Real power = integral(V(t)*I(t)*dt) = V x I x cos(phi) (for sinusoidal signals), where phi is the phase shift between voltage and current.

That would be energy, you are taking the integral of power over time

[Kiriakos-GR]

I am glad, I bought this, I am learning something new

I share your Joy too .   

I had also the same flame about exploring my Fluke 87V ,
and you helped me, by uploading for me, all the files of the Fluke CD.

I am also an major supporter of the idea :
 I bought this, I am learning something new 

I am very happy for you too.

 

[alm]

Real power = integral(V(t)*I(t)*dt) = V x I x cos(phi) (for sinusoidal signals), where phi is the phase shift between voltage and current.

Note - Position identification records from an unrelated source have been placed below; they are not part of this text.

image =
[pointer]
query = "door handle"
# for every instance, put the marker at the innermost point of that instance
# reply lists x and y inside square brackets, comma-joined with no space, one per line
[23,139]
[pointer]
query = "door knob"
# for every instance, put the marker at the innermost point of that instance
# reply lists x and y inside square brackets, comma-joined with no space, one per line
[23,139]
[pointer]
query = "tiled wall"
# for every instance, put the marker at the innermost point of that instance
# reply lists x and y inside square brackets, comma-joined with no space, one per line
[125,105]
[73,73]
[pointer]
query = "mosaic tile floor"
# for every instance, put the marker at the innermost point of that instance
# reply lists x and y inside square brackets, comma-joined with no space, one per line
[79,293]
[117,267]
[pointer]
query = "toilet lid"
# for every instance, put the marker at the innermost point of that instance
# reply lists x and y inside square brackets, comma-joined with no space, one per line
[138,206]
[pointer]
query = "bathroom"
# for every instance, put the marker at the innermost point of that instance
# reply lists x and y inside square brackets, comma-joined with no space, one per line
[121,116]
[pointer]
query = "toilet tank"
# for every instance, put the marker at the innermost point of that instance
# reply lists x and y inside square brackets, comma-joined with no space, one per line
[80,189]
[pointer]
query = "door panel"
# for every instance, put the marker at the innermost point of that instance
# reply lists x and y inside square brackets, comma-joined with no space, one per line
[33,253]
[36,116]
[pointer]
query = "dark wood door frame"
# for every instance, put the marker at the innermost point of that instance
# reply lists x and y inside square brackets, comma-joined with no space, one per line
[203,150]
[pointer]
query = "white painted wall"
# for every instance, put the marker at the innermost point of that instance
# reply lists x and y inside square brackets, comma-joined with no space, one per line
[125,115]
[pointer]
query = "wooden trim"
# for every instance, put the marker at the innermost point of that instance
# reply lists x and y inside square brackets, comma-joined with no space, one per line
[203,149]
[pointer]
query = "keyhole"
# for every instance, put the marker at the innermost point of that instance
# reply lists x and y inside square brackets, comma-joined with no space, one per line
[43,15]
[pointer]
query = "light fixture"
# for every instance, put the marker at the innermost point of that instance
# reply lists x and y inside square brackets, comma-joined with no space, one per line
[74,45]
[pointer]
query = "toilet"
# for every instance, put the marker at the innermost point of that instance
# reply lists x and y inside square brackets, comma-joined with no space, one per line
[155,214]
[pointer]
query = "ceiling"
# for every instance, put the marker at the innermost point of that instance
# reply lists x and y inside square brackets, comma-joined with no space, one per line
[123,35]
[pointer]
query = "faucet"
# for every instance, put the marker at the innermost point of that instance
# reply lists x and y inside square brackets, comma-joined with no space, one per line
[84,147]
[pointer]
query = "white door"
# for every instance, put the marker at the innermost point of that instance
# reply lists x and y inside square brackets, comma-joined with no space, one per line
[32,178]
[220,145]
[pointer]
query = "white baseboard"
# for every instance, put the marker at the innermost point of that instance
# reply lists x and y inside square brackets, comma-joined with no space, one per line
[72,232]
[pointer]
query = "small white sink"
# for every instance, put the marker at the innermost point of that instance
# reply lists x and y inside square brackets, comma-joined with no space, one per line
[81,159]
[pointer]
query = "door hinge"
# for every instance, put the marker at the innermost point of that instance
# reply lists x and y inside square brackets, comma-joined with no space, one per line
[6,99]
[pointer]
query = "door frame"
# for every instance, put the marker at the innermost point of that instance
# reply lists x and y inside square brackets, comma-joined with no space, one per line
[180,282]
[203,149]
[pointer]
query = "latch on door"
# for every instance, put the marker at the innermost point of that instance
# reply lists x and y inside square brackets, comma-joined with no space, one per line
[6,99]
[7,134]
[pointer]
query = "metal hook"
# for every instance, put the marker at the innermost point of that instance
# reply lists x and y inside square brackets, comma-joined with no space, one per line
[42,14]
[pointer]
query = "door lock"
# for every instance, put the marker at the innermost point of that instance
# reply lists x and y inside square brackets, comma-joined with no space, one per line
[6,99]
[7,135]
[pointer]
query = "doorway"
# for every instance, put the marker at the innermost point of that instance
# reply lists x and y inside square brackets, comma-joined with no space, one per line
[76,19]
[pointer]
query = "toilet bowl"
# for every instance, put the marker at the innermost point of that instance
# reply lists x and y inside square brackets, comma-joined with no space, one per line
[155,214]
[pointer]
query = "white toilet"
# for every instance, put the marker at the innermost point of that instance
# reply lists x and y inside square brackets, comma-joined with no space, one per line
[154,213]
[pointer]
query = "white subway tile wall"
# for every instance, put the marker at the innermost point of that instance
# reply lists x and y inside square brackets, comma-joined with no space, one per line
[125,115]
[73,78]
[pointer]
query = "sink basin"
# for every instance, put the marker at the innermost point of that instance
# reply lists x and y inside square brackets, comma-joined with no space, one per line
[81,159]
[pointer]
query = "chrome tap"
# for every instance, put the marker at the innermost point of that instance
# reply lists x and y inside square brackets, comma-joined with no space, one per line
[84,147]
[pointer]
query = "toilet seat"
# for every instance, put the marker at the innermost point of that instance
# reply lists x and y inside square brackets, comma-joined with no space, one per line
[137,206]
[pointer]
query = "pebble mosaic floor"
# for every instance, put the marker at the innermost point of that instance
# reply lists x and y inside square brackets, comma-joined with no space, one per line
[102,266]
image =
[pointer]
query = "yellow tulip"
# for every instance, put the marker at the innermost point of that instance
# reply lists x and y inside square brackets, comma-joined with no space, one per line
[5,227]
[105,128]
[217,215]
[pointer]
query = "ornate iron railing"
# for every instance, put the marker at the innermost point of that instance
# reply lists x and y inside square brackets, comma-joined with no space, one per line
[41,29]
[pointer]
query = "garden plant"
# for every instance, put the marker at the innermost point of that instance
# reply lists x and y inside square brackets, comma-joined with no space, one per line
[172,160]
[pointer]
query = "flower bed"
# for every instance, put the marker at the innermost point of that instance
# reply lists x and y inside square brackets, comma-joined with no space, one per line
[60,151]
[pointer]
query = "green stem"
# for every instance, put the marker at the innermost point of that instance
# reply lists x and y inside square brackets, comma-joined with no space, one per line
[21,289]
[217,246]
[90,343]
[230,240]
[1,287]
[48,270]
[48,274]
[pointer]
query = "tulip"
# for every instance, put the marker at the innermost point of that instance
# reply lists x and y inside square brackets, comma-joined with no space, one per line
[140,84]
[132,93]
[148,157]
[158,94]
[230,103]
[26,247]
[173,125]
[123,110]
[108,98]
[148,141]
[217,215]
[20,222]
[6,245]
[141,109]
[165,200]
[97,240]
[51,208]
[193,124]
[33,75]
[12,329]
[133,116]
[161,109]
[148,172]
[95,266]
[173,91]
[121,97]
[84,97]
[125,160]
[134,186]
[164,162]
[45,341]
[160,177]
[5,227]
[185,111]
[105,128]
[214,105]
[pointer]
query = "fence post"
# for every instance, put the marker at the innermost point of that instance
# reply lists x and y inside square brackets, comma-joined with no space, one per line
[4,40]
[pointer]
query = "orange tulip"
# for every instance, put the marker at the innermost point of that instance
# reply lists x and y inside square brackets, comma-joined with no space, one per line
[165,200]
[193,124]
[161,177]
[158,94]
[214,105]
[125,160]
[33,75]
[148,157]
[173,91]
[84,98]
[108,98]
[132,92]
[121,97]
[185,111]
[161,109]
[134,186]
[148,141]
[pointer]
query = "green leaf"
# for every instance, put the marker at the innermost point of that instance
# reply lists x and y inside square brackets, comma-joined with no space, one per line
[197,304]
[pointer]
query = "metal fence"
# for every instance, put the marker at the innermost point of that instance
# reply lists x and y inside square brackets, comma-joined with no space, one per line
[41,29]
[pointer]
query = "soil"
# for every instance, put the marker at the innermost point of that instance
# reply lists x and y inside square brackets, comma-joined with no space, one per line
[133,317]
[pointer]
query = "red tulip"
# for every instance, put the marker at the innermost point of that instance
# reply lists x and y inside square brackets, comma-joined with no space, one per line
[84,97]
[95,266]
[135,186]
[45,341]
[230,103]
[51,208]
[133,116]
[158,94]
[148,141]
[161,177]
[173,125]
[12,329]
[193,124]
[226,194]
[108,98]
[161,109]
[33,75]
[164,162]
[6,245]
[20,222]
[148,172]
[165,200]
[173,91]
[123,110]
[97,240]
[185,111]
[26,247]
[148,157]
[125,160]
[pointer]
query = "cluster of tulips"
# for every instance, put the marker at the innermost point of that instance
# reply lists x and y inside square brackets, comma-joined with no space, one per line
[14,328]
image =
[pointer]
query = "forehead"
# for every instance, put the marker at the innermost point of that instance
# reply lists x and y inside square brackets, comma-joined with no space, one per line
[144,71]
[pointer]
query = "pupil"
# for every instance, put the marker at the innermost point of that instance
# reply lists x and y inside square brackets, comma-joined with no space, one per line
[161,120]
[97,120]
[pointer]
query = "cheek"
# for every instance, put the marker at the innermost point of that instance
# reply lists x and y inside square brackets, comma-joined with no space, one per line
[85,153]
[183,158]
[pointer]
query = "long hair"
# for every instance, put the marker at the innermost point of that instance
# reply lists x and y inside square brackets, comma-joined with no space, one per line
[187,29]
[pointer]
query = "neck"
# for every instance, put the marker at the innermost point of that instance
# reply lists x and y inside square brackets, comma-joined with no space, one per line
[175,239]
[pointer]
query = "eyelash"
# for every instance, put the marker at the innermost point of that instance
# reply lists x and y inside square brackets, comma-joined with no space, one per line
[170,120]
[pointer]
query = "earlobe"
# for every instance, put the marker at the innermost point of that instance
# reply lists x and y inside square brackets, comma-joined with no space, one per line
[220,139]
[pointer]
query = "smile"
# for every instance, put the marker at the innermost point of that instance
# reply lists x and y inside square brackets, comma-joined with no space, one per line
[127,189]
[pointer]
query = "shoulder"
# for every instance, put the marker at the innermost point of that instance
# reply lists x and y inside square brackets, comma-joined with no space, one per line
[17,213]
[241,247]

That would be energy, you are taking the integral of power over time

You're right, it should be the average instantaneous power, which would be the integral over delta t. Fixed.

[MrPlacid]

I am also an major supporter of the idea :
 I bought this, I am learning something new 
I am very happy for you too.

Thanks, Kiriakos. I just got back into electronics again . It's been almost 3 months absence. Hopefully, this is the last time the electronic bugs get to bite me. I got a new secret weapon for the electronic bugs this time. I hope

You're right, it should be the average instantaneous power, which would be the integral over delta t. Fixed.

Hopefully one day, I will finally be able to understand what you guys are talking about

PS: Guys, I couldn't finish that youtube video. Watching Dave's videos is much more enjoyable.